Неизвестно, чем бы это кончилось, если бы не появление Хата, который всецело встал на сторону Жуча.
— Граничар выполняет мой приказ, — сказал он. — Вы все об этом приказе знаете. Знаете так же, почему такой приказ отдан. Караульный мог зарубить баронета и ничего бы ему за это не было…
— Означает ли это, что я могу вызвать негодяя на дуэль? — сверкая подбитым глазом, спросил баронет.
— Нет, — ответил Хат.
— А чего так? — удивился вышедший на шум из каморки Самоха. — Баронетом больше, баронетом меньше.
— А вот его?! — закричал баронет. — Вот этого я могу вызвать на дуэль?
— Этого можно, — сказал Хат. Спотыкаясь о спящих вышли на палубу. Появился заспанный Летимак и приказал зажечь факелы.
Следом за ним пришла княжна Генида Ло, свежая, несмотря на поздний час, как порыв майского ветра, и обеспокоилась, не привлечет ли свет речных хищников или разбойников. С берега, конечно, до «Орла» ни одна стрела бы не долетела, но ведь на лодке к нему в такой тьме можно подплыть незамеченным.
— Местные по ночам не плавают, — ответил Летимак. — Слишком опасно. А кроме того, палуба с воды не просматривается, мешают борта.
Снизу поднялся Пайда Белый. Долго не мог понять, что тут затевается, когда наконец дошло, зевнул и сказал.
— Братишка, как зарежешь баронета, спускайтесь с Жучем к нам, помянем Железяку, — и обратился к Хату: — Как баронета-то величать?
— Эймо Женуа.
— Вот, и Эймо Женуа заодно помянем.
— Понял, — ответил Самоха. — Приду. Баронет оказался не так уж беспомощен, но его яростные атаки Самоха парировал особо не напрягаясь, он раз десять мог отправить баронета на тот свет, но не видел в этом необходимости.

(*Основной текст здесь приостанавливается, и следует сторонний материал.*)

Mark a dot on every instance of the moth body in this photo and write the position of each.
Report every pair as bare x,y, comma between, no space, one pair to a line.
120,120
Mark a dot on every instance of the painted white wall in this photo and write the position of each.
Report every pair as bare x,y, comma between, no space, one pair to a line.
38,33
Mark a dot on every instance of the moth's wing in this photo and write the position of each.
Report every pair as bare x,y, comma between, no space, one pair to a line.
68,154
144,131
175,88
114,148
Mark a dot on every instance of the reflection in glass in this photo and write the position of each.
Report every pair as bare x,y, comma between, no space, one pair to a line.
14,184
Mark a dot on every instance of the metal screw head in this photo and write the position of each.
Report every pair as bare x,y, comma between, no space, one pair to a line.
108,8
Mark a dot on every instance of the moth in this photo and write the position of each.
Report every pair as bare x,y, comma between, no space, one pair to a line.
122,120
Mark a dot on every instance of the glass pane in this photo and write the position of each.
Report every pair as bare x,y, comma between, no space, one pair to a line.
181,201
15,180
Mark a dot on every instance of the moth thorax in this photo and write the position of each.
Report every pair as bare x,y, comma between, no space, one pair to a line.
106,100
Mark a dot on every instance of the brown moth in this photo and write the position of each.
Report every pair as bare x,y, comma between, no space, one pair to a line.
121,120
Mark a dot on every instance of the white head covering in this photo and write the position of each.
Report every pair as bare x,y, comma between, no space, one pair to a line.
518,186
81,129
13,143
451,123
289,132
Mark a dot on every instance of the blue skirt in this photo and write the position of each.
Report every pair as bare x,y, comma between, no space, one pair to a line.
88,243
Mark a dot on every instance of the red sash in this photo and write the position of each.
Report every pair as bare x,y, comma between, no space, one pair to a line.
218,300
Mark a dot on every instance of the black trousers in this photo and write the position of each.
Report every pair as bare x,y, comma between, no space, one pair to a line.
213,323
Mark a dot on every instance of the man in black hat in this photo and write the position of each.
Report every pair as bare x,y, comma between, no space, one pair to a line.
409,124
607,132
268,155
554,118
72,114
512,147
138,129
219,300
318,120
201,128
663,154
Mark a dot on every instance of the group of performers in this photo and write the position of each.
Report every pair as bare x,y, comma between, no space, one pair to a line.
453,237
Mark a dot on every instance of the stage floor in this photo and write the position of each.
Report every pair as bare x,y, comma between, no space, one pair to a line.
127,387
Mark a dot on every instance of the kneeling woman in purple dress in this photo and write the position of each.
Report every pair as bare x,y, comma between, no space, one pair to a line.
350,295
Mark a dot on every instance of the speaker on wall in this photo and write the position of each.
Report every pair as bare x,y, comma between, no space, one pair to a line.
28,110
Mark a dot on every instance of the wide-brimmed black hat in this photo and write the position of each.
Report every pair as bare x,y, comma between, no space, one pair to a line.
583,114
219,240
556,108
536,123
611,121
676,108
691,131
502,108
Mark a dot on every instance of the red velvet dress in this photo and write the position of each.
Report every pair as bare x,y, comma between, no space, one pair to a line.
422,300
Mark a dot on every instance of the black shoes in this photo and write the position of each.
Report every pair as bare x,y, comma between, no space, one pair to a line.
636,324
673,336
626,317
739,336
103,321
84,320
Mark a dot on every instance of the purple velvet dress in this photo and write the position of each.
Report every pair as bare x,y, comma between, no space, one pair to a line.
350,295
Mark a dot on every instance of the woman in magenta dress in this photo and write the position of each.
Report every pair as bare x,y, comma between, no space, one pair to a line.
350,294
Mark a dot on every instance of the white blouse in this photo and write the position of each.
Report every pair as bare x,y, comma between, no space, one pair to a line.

Когда же решил, что достаточно, нанес ему длинную, но неглубокую, царапину на предплечье и выбил оружие из рук. Впрочем со стороны это выглядело так, словно клинок выпал из ладони раненого баронета, который с мучительным стоном рухнул на палубу. Хат подмигнул Самохе и сказал, что это был смертельный поединок двух сорвиголов.
Мимо Самохи фурией промчалась графиня Эльжгета и, упав возле раненого на колени, взяла его голову в руки.
— Убит? — голос ее звучал глухо.
— Ранен, — ответили ей, — но без чувств.
— Так пошлите за доктором! — закричала графиня и оторвав широкую полосу от подола ночной сорочки принялась неумело, но пылко бинтовать рану.
Жуч, с тупым видом наблюдавший эту сцену, шепнул Самохе, что надо было нанести баронету еще десять-двенадцать ран, чтоб, значит, оголить графиню как следует. Самоха же сказал, что оголением графини занимается коннетабль, который присутствовал тут же, судя по растрепанной бороде и блуждающему взгляду, оторванный от занятий куда более интересных чем поединок двух болванов.
Тут раздалось пронзительное «Вызывали?» — и на поле брани, как два облака, исполненных благодушия и любви к ближнему, всплыли откуда-то из таинственных корабельных глубин Лодоэль, маркиз Тифтонский, лейб-медик принцессы хурренитской Ольвии и Клепила Лихотский, ведун из Поймы.
— Это что же у нас такое? — склонился над бледным баронетом Клепила. — И кто ж это тебя? Самоха? Не верю!
Лодоэль, лучше разбирающийся в тонкостях этикета, незаметно пихнул конфидента локтем в бок.
— Страшный удар! Чертовски опасный. Пройди клинок на ладонь левее, и баронету запросто могло снести голову! Ты родился в рубашке, мой мальчик! О, эта перевязка, сделанная неумелыми, но заботливыми руками, несомненно спасла жизнь храброму юноше! — с этими словами Лодоэль ловко поменял повязку на раненом, пока Жуч и Самоха оттаскивали Клепилу, который все тянулся загребущими руками к подолу графини, на предмет перевязочного материала.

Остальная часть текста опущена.